Une demande du propriétaire du bâtiment à isoler doit être faite au propriétaire du fonds voisin en vue de la réalisation de l’ouvrage d’isolation en surplomb et du bénéfice du droit d’accès. Le propriétaire voisin dispose alors de six mois pour s’opposer à cette demande pour un motif sérieux et légitime tenant à l’usage présent ou futur de sa propriété. Il peut également refuser l’accès à son fonds si la destination, la consistance, ou la jouissance du fonds en serait affectée de manière durable ou excessive.

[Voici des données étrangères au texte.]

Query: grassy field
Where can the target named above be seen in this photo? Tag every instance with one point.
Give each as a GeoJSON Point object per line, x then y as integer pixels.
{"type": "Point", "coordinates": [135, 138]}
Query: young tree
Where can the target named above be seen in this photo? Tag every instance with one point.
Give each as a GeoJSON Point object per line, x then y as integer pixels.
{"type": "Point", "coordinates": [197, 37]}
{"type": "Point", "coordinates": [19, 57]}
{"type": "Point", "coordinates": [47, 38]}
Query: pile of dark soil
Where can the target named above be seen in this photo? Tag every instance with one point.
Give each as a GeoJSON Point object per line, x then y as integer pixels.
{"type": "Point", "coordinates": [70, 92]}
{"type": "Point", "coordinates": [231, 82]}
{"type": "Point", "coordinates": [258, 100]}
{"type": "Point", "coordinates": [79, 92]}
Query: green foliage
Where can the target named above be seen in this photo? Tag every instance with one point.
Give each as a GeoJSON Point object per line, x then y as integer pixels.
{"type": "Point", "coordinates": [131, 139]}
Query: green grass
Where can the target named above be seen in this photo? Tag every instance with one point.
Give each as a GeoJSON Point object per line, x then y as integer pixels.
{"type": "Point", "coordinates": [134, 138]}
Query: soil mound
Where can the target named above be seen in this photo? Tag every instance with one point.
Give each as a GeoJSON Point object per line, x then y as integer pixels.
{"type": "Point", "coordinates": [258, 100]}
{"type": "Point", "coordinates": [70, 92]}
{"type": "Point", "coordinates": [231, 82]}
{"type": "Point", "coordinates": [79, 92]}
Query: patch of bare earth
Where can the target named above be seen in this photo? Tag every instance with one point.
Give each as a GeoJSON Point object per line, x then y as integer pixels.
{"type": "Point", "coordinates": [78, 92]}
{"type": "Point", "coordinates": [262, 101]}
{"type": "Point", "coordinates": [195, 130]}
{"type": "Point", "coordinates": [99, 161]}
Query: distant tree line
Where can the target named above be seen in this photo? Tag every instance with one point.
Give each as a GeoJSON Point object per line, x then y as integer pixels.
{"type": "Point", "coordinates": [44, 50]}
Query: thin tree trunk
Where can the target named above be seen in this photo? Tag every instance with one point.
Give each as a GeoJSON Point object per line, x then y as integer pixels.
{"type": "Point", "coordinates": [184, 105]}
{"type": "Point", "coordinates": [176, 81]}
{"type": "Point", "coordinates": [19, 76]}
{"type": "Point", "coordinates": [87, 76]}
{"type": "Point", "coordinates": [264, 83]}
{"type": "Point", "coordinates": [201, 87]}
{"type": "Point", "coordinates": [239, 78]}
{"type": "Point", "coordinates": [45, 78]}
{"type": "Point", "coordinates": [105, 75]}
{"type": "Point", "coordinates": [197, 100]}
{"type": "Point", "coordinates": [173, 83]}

Cette demande doit être faite par lettre recommandée avec accusé réception ou par acte du commissaire de justice ( anciennement dénommé huissier de justice) et comporte les éléments figurant à l'article R.113-19 du CCH, tels que l'identité des propriétaires du bâtiment à isoler, un descriptif détaillé de l'ouvrage à isoler ou encore les justificatifs démontrant qu'aucune autre solution ne permet d'atteindre une niveau d'efficacité énergétique équivalent.

Enfin, le surplomb est subordonné au paiement d’une indemnité préalable au propriétaire du fonds surplombé. L’indemnité n’étant pas précisée, elle laisse ainsi les parties, ou, à défaut, le juge, la déterminer.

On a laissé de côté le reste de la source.